Royalty write-down
Alberta Premier Ed Stelmach says the world has changed since recent royalty schedules were announced.
Updated: November 20, 2008 7:19 AM
CALGARY — Alberta is rolling back a large portion of its royalty hike in order to encourage more drilling in the province’s sagging energy industry, which has been hit hard by tightening credit markets and falling commodity prices.
In the new year, companies that drill new natural gas or conventional oil wells at a depth of between 1,000 and 3,500 metres will be able to choose between a new transitional rate or the province’s previously announced royalty framework, Alberta Premier Ed Stelmach said Wednesday.
“The overriding factor is the world has changed and this is all about creating Alberta jobs,” Stelmach told a news conference in Edmonton.
The new wells will be required to shift to the new royalty framework in 2014. Existing wells and most oilsands projects will pay the higher royalty rates announced a year ago.
The changes would result in savings of $1.8 billion over five years for companies that meet the drilling criteria.
Taking into account the change, the province still expects revenues generated by the new framework next year to be $1.8 billion and $2.1 billion in 2010.
When asked whether the decrease in royalties will, in effect, cancel out next year’s expected gains, Energy Minister Mel Knight said he didn’t see it that way.
“It’s like investing a dollar to get a five-dollar return,” he told reporters in Edmonton.
“The wealth generation coupled with the increase in royalty will indeed offset that in my opinion very handsomely.”
A five-year transition period makes sense, because it takes a long time for many of the new wells to ramp up production, Knight said.
“If we put a program in place for a year, it would kick start a little bit of activity for six months and die. This will allow three or four years worth of pretty solid opportunity for us to see work in the field in that depth range,” he said.
University of Alberta economics professor Andre Plourde said the move will only serve to delay the effects of the royalty hike.
“I don’t think we’re gaining anything that wouldn’t net itself out over a longer period of time,” he said.

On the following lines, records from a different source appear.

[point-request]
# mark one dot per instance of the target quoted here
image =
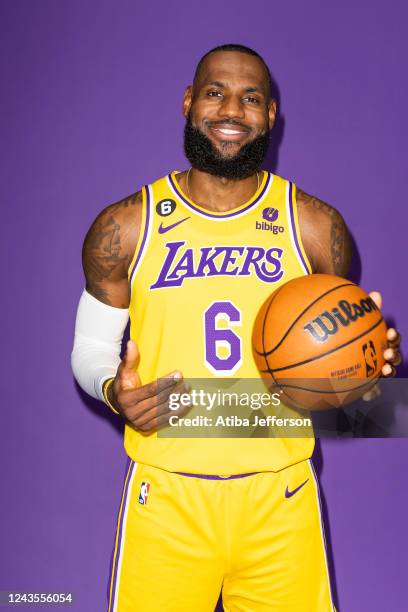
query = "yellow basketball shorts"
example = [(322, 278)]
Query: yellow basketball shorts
[(259, 538)]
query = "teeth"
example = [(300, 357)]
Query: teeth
[(228, 132)]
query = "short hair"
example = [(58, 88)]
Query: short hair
[(240, 49)]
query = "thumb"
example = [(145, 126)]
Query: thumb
[(130, 358), (128, 375), (377, 297)]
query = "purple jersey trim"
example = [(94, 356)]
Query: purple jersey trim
[(145, 232), (295, 236), (113, 579), (211, 477), (220, 216)]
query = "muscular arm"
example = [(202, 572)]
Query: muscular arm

“The government now seems to put higher value on activity right now than on capturing more value from the resource for the owners ... In the longer term, the gas, the oil doesn’t really go anywhere. Do we really want to get the activity out right now?”
Plans to hike Alberta’s royalties created an outcry in the energy sector, which reacted by moving much of its investment out of the province, slowing drilling and delaying projects.
Gary Leach, executive director of Small Explorers and Producers Association of Canada, said he welcomed the change and said his group would be meeting with Alberta’s deputy energy minister on Thursday to work out the details.
“We’re pleased to see that the government has recognized that the junior sector here in Alberta needed some relief from the new royalty framework.”
He said the transition rate option “will leave a little bit more in the pocket of the junior companies that they can use to invest in the province and put people back to work.”
Alberta Liberal Leader Kevin Taft said the announcement reminds him of the 1980s, when the Alberta government rolled out a series of programs to help the energy sector.
“One of the things I take from this is that these guys are expecting the downturn to be sharper and deeper and longer than they’re letting on,” he said.
The announcement was the second in as many days to tinker with the new royalty framework, first announced in October of last year.
Late Tuesday, the Alberta government and Syncrude Canada Ltd., the world’s largest oilsands operation, said they reached a new royalty agreement after more than a year of negotiations.